Traffic enters through Cloudflare for DDoS protection and edge caching of static assets. DNS points to our load balancer cluster (active-passive HA pair using VRRP). The L7 load balancer (AWS ALB or Nginx) does SSL termination, routes to the correct service based on URL path, and health-checks backend servers. Servers receive HTTP internally. For microservice-to-microservice, we use a service mesh (Envoy/Istio) for mTLS, retries, and observability.

Q: When would you use a CDN?

CDN for anything static — JS, CSS, images, videos, downloadable files. Also for API responses that are public and can be cached (product catalog, public content). Cache-Control headers tell the CDN how long to cache. URL-based cache busting for static assets (content hash in filename). Pull CDN for most cases; push CDN for known-popular content before launch.

Q: What is the difference between a forward proxy and a reverse proxy?

Forward proxy acts on behalf of clients (hides client identity). Reverse proxy acts on behalf of servers (hides server infrastructure). Clients configure forward proxies; servers configure reverse proxies.

Q: What does SSL termination mean in load balancing?

The load balancer decrypts HTTPS traffic, then forwards plain HTTP to backend servers. Offloads crypto from app servers.

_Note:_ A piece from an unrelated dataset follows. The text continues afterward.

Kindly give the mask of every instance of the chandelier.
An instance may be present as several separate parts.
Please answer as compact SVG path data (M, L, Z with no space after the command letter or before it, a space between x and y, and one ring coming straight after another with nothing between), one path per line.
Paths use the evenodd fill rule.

Q: What is L4 vs L7 load balancing?

L4 routes based on IP and port (fast, no content inspection). L7 routes based on HTTP content (URL, headers, cookies) — enables content-based routing, canary deploys.

Q: What is connection draining?

When removing a server from the pool, the LB stops sending new connections but allows existing connections to complete gracefully.

Q: What is cache busting in CDNs?

Changing the URL of a resource (e.g., including a version hash) so CDNs treat it as a new resource and fetch fresh content from origin.

Q: What is a service mesh?

A network of sidecar proxies that handle inter-service communication concerns (mTLS, retries, circuit breaking, observability) transparently, managed by a central control plane.